Engineers from the Massachusetts Institute of Technology (MIT) have developed a new type of stretchy hydrogel that can incorporate electronics, and has various potential uses in healthcare.
The research, published in the journal Advanced Materials, describes a hydrogel made up of 90 per cent water along with a small amount of selected biopolymers. The material is designed to mimic soft human tissue, but also to bond strongly to surfaces such as gold, titanium, aluminium, silicon, glass, and ceramic. This allows electronics including LED lights, temperature sensors, and miniature drug delivery systems to be embedded in the gel.
“Electronics are usually hard and dry, but the human body is soft and wet. These two systems have drastically different properties,” said Xuanhe Zhao, a professor from MIT’s Department of Mechanical Engineering and lead researcher on the project.
“If you want to put electronics in close contact with the human body for applications such as healthcare monitoring and drug delivery, it is highly desirable to make the electronic devices soft and stretchable to fit the environment of the human body. That’s the motivation for stretchable hydrogel electronics.”

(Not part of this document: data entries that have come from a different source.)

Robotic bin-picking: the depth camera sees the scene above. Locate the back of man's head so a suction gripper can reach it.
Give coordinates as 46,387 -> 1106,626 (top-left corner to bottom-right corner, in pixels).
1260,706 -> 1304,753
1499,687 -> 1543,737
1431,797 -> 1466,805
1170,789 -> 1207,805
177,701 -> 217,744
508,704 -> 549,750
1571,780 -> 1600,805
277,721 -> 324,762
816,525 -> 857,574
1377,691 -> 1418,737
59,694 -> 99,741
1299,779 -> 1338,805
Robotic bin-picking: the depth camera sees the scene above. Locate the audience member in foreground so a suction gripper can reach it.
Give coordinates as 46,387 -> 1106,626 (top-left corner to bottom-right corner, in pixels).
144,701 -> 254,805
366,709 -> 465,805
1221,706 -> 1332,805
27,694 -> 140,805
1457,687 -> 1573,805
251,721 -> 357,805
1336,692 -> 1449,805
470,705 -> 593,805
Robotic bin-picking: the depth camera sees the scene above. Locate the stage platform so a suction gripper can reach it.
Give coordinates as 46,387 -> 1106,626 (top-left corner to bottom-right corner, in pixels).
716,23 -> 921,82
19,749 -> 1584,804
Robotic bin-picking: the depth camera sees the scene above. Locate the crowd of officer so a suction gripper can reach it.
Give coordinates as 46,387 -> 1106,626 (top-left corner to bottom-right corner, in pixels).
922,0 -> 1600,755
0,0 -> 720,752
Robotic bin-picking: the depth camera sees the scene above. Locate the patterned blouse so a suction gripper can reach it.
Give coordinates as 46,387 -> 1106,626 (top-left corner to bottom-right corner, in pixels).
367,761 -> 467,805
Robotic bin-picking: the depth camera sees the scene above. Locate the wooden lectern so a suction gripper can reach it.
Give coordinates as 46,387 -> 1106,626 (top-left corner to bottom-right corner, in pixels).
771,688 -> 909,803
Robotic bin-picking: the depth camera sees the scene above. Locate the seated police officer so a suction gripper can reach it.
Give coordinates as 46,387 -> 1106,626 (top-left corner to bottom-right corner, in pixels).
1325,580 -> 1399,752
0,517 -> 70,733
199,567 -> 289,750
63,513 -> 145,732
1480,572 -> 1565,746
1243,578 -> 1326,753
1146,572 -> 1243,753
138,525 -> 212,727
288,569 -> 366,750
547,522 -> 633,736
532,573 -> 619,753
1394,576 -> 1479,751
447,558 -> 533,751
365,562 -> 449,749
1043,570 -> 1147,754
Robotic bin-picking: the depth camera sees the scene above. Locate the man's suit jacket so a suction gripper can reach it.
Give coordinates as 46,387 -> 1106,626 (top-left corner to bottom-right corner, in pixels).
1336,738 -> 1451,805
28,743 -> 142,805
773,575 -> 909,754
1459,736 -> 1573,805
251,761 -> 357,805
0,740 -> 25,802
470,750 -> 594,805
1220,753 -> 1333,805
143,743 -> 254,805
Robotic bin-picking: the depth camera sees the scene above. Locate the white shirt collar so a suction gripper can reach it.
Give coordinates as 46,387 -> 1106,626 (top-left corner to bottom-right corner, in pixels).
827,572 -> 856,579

Several uses of the hydrogel have been demonstrated, including embedding a titanium wire to form a transparent, stretchable conductor, and creating an array of LED lights in the gel that conform to flexible body parts such as elbows and knees. The team also developed a ‘smart dressing’ consisting of temperature sensors and small reservoirs of medication, capable of delivering different drugs to different locations.
“It’s a very versatile matrix,” said MIT graduate and fellow researcher Hyunwoo Yuk. “The unique capability here is, when a sensor senses something different, like an abnormal increase in temperature, the device can on demand release drugs to that specific location and select a specific drug from one of the reservoirs, which can diffuse in the hydrogel matrix for sustained release over time.”
The team is now exploring practical applications of the technology, such as embedded glucose sensors and neural probes. According to Zhao, the hydrogel’s properties mean it has potential compatibilities with the brain.
“The brain is a bowl of Jell-O,” he said. “With collaborators, we are proposing to use robust hydrogel as an ideal material for neural devices, because the hydrogel can be designed to possess similar mechanical and physiological properties as the brain.”